For over a century after the colonial arrival, the technique was referred to as charqui. The first anglicized reference to the word jerky occurred in 1612 in Virginia. Settlers fused centuries-old techniques with newly arrived cattle. Later, the popularity of cowboys further embedded it into American culture.

Today, beef jerky comes in all sorts of flavors and styles. From teriyaki to chipotle, coffee, and bourbon, the food has taken on a dizzying amount of flavors. Yet, at its core, beef jerky is most usually noted for its smokey taste, thinner slices, and sweet notes. And its key distinction is in the preparation process — external heat is utilized. Let's dive into the details.

Beef jerky needs external heat, while biltong is air-dried

The two dried meats exhibit differences in the way they are made. Biltong is a cured, and naturally air-dried product. To dry the meat, it's simply hung in the air for several days, somewhere between 5 and 10, depending on the climate, situation, and what result the maker is looking for. Indoors, the food can be home-dried using a box with fans, lightbulbs, and other homemade contraptions — but of course, different producers have their own processes.

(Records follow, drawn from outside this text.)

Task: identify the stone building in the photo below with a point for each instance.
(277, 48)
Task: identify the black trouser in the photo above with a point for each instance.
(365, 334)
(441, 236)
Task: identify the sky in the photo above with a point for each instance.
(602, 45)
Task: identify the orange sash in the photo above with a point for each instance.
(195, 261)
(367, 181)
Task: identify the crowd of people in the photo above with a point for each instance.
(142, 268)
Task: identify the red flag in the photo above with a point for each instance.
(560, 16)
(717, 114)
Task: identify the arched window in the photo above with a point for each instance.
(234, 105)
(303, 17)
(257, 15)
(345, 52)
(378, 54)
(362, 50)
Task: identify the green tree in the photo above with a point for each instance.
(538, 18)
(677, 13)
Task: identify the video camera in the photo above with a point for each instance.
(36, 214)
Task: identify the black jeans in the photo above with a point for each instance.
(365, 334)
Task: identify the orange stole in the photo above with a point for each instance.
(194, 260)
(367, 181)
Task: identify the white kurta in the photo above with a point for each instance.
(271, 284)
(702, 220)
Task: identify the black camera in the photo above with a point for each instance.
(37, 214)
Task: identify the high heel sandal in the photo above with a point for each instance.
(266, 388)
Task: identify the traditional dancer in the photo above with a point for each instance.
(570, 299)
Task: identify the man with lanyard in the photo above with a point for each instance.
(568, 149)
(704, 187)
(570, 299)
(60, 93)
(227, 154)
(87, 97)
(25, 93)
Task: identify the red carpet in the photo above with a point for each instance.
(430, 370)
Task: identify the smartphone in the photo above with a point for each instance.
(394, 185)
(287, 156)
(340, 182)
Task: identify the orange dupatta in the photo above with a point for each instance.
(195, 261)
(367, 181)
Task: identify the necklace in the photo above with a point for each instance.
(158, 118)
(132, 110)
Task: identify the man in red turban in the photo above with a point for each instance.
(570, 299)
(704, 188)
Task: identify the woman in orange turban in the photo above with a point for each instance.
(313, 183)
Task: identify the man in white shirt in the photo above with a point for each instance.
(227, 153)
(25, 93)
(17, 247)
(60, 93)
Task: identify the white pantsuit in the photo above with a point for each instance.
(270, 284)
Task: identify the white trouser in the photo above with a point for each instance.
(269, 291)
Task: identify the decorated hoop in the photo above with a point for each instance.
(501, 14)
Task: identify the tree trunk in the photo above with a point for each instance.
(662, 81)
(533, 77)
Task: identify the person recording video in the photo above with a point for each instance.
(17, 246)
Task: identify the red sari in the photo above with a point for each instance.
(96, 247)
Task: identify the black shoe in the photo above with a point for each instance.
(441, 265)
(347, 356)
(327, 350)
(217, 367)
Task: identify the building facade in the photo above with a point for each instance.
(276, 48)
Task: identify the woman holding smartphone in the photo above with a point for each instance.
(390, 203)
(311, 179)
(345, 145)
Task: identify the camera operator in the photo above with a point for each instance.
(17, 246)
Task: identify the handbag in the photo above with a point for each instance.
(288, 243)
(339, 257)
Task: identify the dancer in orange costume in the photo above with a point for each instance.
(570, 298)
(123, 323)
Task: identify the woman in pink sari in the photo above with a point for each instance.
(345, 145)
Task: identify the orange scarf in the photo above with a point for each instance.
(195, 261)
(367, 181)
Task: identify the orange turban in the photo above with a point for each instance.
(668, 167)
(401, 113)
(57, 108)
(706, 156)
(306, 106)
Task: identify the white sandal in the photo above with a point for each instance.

Conversely, beef jerky is a much quicker-to-make dried product, which lends it a different texture. It's manufactured using a dehydrator or other external heat source, which is kept at a lower temperature. Unlike the prolonged production of biltong, jerky can be made in only three hours, utilizing a more dehydrating process. Plus, the meat product is oftentimes smoked at the same time. However, not all jerky is cured, although much of it does spend time in a marinade, just like biltong. Varying techniques, paired with unique flavorings, result in differing outcomes.

Biltong boasts a meatier, more aromatic flavor

Although both biltong and beef jerky can be made with an expansive selection of seasonings applied as a marinade before drying, the two meat products lean to distinct palates. Biltong employs vinegar for curing, a principal difference that leads to a more tangy taste. Its less dehydrated consistency preserves a more traditionally meaty flavor, complemented by a chewier mouthfeel with more fat content, and it's made without any sugar.

Conversely, jerky relies more heavily on salt and sugar for preservation, as well as heat-induced caramelization. Plus, the meat is usually infused with a smokey flavor, which can come from traditional wood smoking, or sometimes from additives. This part is absent when making biltong. Jerky also has a more brittle, cracked consistency that's accentuated by the thinner slices into which it's usually cut.

While beef jerky's popularity has created flavors with far-reaching inspiration, classic recipes always boast a salty undertone, with notes of sugar and smoke. On the other hand, biltong has a much bolder, spiced flavor palate. However, in both styles, there's an abundance of variation based on the producer, which makes trying a new variety of both an adventure, until you find the one that's just right for your palate.